Strata PGG na koniec zeszłego roku była niższa niż zakładana w biznesplanie, co naprawa PGNiG umiarkowanym optymizmem - poinformował na konferencji prasowej prezes PGNiG Piotr Woźniak. Nie chciał mówić, czy PGNiG jest skłonny dofinansować połączoną PGG i KHW kolejną kwotą.
"Strata była o ok. 10 proc. niższa niż to wynikało z biznesplanu. Zakładamy, że to wykonanie się nie pogorszy, a jeszcze się poprawi" - powiedział prezes.

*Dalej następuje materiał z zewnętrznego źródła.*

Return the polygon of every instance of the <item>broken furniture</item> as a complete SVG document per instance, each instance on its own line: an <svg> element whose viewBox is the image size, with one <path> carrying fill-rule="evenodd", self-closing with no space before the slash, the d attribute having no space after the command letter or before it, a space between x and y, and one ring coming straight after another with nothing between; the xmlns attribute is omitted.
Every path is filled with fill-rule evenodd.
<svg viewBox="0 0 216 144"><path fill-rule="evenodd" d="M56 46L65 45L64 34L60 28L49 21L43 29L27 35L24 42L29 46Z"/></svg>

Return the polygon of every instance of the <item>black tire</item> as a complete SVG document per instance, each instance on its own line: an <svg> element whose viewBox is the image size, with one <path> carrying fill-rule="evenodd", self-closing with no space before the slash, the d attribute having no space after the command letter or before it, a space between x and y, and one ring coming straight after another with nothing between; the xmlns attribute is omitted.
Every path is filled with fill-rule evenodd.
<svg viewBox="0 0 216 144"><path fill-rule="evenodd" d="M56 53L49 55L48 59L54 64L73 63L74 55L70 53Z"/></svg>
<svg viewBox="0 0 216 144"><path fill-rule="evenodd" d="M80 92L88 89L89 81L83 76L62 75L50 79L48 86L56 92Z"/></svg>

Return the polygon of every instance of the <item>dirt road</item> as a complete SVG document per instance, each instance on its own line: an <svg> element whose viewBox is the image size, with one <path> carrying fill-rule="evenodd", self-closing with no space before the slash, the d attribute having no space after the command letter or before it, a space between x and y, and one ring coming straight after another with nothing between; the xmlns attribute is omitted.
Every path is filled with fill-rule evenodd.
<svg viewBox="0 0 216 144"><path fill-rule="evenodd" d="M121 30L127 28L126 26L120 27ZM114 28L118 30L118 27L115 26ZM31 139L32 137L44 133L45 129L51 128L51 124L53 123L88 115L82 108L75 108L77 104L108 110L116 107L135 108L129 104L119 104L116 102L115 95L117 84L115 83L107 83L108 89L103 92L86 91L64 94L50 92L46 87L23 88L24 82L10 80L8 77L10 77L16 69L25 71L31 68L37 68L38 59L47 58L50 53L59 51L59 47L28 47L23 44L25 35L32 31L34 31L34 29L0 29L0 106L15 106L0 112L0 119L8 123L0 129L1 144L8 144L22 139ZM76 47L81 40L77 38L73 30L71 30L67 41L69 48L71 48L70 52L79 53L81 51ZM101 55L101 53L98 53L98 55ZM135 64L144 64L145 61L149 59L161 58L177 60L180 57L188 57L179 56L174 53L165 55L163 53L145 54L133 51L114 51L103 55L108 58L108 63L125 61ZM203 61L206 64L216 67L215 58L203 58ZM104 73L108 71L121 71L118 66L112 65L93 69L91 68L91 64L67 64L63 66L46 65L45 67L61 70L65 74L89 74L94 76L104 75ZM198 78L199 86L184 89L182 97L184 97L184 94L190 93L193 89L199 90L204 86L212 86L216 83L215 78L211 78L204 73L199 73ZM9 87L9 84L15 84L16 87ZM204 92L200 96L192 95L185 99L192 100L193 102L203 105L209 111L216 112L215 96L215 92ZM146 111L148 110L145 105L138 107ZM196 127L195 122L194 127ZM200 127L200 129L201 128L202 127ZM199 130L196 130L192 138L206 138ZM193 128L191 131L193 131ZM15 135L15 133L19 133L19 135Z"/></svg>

Wyjaśnił, że strata PGG wyniosła w 2016 r. 365 mln zł wobec zapowiadanej na poziomie 390 mln zł.
"To nas napawa umiarkowanym optymizmem" - dodał.
Woźniak poinformował, że o ile PGNiG znane są wyniki PGG, o tyle nie poznała ona jeszcze rezultatów KHW.
"Będziemy oceniać ten sektor" - powiedział.
Nie chciał odpowiedzieć, czy PGNiG jest skłonny dofinansować połączoną PGG i KHW kolejną kwotą.
"To decyzja zarządu" - mówił tylko.
Niedawno wiceminister energii Grzegorz Tobiszowski potwierdził, że łączna kwota dokapitalizowania powiększonej PGG, w dużej części przeznaczona na inwestycje w kopalniach KHW, wyniesie 1 mld zł. Do inwestorów już obecnych w PGG – Węglokoksu i spółek należących do grup PGNiG, PGE oraz Energi – mają dołączyć Enea i TF Silesia.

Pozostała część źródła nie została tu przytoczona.